De 1930 jusqu’à la chute du régime soviétique, Tchita était une «ville fermée», donc interdite aux étrangers, et les Russes sans permis de travail spécifique ne pouvaient pas y rester. Jusqu’en 2009, Tchita constituait également un centre militaire très important. Toutes les recrues du territoire de Transbaïkalie y faisaient leur service militaire. C’est aussi à partir de Tchita qu’étaient administrées les nombreuses bases militaires sur la frontière avec la Chine.

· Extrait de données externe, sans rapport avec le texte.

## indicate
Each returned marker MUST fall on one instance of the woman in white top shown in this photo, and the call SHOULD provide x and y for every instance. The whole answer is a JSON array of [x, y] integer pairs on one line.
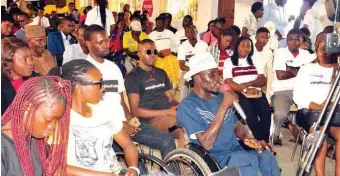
[[100, 15], [92, 130], [246, 78], [312, 85]]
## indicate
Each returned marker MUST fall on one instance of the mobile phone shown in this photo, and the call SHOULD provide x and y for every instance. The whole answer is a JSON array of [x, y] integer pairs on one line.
[[173, 128]]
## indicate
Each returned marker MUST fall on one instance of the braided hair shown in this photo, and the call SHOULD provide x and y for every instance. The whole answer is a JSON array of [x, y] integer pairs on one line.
[[235, 57], [74, 71], [33, 93]]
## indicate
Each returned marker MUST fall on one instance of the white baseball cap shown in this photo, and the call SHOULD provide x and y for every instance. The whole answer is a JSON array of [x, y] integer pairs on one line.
[[200, 62]]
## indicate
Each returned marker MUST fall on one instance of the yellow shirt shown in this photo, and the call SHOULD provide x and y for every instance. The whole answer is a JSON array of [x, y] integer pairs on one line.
[[130, 43]]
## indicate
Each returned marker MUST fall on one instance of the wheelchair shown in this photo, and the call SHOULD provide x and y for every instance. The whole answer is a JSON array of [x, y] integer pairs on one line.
[[196, 161], [147, 164]]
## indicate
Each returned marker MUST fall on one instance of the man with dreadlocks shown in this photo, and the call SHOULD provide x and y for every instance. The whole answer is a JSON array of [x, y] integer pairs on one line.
[[40, 109]]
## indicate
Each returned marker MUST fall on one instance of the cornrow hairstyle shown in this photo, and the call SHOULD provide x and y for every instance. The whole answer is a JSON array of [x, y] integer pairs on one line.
[[33, 93], [92, 29], [256, 6], [8, 48], [235, 57], [212, 21], [74, 71], [262, 29]]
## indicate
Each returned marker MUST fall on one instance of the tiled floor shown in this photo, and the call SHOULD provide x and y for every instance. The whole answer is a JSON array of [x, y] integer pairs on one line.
[[284, 154]]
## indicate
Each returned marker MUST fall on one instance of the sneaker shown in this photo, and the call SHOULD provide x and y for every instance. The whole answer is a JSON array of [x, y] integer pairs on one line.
[[277, 141]]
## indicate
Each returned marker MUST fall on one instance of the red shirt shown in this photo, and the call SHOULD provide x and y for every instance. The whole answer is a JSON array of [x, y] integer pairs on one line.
[[17, 84]]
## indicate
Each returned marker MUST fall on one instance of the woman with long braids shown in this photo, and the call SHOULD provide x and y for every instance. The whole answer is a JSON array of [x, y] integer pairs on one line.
[[102, 16], [92, 130], [39, 111], [16, 67], [245, 77]]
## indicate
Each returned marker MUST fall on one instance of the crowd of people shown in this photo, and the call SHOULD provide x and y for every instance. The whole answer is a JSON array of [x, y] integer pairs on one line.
[[64, 76]]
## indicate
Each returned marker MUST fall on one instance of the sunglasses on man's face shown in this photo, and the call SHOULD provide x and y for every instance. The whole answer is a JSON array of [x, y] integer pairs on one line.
[[100, 83], [149, 52]]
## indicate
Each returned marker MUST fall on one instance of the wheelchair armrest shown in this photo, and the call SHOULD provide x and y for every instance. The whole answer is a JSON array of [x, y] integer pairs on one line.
[[230, 171], [206, 156]]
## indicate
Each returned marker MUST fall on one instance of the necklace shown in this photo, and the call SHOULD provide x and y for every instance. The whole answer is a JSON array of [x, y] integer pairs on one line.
[[151, 78]]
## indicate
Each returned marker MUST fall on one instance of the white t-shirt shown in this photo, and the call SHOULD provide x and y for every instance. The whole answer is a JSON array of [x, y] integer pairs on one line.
[[264, 59], [44, 22], [243, 72], [187, 50], [91, 138], [164, 40], [93, 17], [73, 52], [282, 57], [113, 84], [312, 84]]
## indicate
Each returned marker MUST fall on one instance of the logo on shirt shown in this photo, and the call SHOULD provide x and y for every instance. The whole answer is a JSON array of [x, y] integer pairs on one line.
[[111, 85], [155, 86], [209, 117], [243, 71]]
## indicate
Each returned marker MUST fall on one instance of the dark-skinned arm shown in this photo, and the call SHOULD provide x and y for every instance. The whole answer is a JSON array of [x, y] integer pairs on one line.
[[208, 137], [258, 82], [171, 98], [183, 66], [137, 111], [127, 113], [77, 171], [283, 75]]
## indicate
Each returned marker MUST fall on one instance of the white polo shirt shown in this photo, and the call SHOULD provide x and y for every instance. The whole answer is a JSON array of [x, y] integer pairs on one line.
[[186, 50], [113, 86], [264, 59], [282, 57], [164, 40], [243, 72], [312, 84], [93, 17]]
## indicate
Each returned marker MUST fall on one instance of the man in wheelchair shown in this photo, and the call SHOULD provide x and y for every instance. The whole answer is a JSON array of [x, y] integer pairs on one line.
[[209, 120]]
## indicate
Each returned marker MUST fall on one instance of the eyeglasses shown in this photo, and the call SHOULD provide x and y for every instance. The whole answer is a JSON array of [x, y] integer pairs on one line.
[[101, 83], [149, 52]]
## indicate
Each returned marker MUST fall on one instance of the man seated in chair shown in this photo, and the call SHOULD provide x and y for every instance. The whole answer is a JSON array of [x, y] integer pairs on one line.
[[209, 120], [150, 93]]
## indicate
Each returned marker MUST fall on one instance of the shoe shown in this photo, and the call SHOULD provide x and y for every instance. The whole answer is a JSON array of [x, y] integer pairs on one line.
[[277, 141]]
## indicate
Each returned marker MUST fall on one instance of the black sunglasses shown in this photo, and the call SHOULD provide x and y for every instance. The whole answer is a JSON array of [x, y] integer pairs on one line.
[[101, 83], [149, 52]]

La datcha (chalet) n’est jamais loin de la ville. Elle permet de respirer, de se laver dans le bania et de cultiver des légumes. Le riche potager est constitué de salades, concombres, choux, courgettes et surtout, de pommes de terre.
Le bania russe
Le bania est une sorte de sauna russe chauffé au bois, plus humide que le bania finlandais, à cause de l’eau que l’on jette sur les pierres brûlantes. Le bania n’est pas qu’un sauna. Son rôle premier est hygiénique: on s’y lave. Dans les isbas anciennes ou à la datcha, il n’y a pas de salle de bain. On utilise également le bania lorsque l’eau chaude fait défaut dans les appartements à cause des travaux d’entretien saisonniers. Le bania joue aussi un rôle thérapeutique. Idéalement, le bania compte trois pièces: une pour transpirer et éliminer ainsi les toxines, l’autre pour se laver et la troisième pour se refroidir et se changer. Il faut d’abord transpirer et laisser les pores de la peau s’ouvrir. On revêt un chapeau pour ne pas que la tête ait trop chaud. Puis, on sort dans une pièce plus fraîche, on se repose et on boit. Et retour à la pièce chaude. Cette fois, on transpire encore plus, plus rapidement. C’est à ce moment qu’il faut, avec les branches de bouleau, fouetter le corps par petits coups très rapides, un exercice fatigant dans cette chaleur qui fait battre le cœur très vite. Enfin, on peut se laver. Gant de crin très conseillé.
Aux abords des routes, en traversant les villages aux maisons de bois gris foncé, si éloignés de tout, des gens vendent des baies, des champignons, des pommes de terre. J’ai mangé les meilleures confitures de cassis et de framboises de ma vie. Les Sibériens ont un savoir très riche sur les petits fruits et les champignons qui abondent et qu’ils vont cueillir dans les forêts. Ils ont développé une telle science que la traduction de toutes les variétés n’existe pas. Par exemple, séchez les fleurs des perce-neiges qui apparaissent au mois de mars puis faites-les mariner dans de la vodka avec de l’huile: vous aurez un élixir pour soigner les douleurs des articulations. Attention: cette variété de perce-neige ne se trouve qu’en Sibérie, non loin de Tchita!